Comment dire ceci ? Ce n’était pas vous, mais
Vous étiez une femme, et ma future amante
Vivait dans votre corps, adorable et charmante !
     Oui, pensais-je, elle aura, celle que j’aimerai,
Le front par ces regards limpides éclairé,
Cette lèvre d’enfant où la rose sommeille,
Cette gorge flexible a la neige pareille,
Cette taille semblable au serpent engourdi
Qui se ranime et joue alors que vient midi,
Et surtout, et surtout cette crinière blonde,
Nid de parfums où l’or étincelant abonde !
     Vous me parliez alors, et, comme dans l’encens.
Mes rêves s’élevaient bercés par vos accents ;
Presque mort et noyé d’ineffables ivresses,
Je sentais sur mon front d’invisibles caresses,
Et mon âme, que rien ne pouvait contenir,
Vivait en toi d’avance, amoureux avenir !

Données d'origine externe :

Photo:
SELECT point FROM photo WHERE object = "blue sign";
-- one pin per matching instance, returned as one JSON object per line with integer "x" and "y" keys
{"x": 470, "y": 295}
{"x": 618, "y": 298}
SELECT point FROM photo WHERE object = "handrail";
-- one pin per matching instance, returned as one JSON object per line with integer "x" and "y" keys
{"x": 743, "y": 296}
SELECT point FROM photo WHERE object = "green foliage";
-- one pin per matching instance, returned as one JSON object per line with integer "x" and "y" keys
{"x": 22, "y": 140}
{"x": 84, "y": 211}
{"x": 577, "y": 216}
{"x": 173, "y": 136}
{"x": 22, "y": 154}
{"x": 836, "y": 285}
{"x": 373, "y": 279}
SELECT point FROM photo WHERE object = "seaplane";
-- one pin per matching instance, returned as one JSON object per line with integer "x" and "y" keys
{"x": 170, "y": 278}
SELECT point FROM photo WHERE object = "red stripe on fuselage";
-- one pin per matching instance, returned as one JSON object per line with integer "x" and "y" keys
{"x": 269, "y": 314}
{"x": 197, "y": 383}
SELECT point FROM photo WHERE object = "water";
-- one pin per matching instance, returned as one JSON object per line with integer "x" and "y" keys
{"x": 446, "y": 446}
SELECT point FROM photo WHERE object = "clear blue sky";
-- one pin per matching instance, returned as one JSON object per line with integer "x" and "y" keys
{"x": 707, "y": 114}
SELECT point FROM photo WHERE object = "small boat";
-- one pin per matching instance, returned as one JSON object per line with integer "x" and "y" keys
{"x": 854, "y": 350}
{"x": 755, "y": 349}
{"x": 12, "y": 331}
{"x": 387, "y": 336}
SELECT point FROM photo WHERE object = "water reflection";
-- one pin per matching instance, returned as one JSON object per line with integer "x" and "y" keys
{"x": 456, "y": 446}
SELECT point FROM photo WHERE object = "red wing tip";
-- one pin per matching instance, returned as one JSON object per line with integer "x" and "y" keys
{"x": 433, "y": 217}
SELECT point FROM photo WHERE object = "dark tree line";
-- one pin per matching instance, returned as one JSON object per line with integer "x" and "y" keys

     Tel l’arbre dont la nuit a rafraîchi la sève
Accueille avec bonheur le soleil qui se lève,
Sans penser que bientôt ses feuilles se tordront
Sous des feux dévorants, que l’écorce du tronc
S’écartera brûlée et qu’il restera sombre,
Désolé, sans verdure éclatante et sans ombre,
Ainsi je saluais cette aube de l’Amour
Qui se levait en vous, sans songer à ce jour
De sanglots effrayants et d’angoisses amères
Que vous deviez m’offrir, ô pâles victimaires ?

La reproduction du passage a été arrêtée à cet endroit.